I’ve spent recent months interviewing women and girls in Afghanistan about their lives under the Taliban. It is hard to convey to you the level of despair they feel, but I will try.
Farzana is 15. She told me: “I am so hopeless for the future…I think the situation is not going to get better. When I see the Taliban, I think the Taliban will never change… I think they’ll get seven or eight years of our lives at least… You cannot dream in the presence of the Taliban.”
Farzana dreams of leaving Afghanistan. That is the only way she can find hope.
The Taliban’s ban on girls’ secondary school is unspeakable. It is unthinkable to me-as an Afghan woman whose parents fought desperately for me to get an education, as an Afghan woman whose life was changed completely by education-that another generation of girls are having their lives stolen from them by being shut out of school.
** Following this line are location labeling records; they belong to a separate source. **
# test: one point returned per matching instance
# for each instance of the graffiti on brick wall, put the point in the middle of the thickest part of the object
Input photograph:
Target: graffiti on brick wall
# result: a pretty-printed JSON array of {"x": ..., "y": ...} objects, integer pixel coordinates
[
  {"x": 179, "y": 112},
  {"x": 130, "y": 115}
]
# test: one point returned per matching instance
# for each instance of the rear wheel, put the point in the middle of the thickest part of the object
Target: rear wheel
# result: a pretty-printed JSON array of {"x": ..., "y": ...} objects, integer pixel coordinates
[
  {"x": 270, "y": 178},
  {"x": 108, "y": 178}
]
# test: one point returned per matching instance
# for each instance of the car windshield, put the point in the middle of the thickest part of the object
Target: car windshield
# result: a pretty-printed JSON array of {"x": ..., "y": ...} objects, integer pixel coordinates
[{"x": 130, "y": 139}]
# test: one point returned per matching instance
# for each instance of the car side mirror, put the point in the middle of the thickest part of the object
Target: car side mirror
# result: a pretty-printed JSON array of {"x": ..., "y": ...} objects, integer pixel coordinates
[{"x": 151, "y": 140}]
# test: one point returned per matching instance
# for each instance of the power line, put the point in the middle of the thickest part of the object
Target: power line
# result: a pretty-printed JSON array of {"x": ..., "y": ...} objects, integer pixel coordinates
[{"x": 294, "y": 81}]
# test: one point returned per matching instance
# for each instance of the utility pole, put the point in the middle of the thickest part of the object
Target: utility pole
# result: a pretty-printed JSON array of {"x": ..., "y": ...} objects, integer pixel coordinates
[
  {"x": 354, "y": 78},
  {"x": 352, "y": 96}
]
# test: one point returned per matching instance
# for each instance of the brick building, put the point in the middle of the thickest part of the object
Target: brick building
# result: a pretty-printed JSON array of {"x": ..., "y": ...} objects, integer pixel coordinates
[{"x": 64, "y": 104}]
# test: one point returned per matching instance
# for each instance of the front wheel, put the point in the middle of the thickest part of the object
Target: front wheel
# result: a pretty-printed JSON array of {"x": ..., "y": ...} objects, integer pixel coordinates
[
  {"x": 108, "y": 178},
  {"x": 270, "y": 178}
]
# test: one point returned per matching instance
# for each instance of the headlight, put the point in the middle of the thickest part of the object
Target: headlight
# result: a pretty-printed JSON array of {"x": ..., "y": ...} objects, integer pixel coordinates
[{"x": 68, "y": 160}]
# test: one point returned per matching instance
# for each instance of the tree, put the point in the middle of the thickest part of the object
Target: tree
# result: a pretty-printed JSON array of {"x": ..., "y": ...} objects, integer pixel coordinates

But education is not the only right under attack. It’s access to employment, to health care, the right to live free from violence, to be represented politically, to protest, to raise your voice, to play sports or music. It’s the right to leave your home and move freely-a right without which other rights are hard to enjoy.
The situation in Afghanistan is the most serious women’s rights crisis in the world. It is the most serious women’s rights crisis since 1996, when the Taliban took over the last time.
The world must respond with more than statements of deep concern. We need a concrete plan and concrete steps, including intense monitoring of the situation by the UN, accountability, and practical responses like travel bans on Taliban leaders implicated in the worst abuses, and we need it now.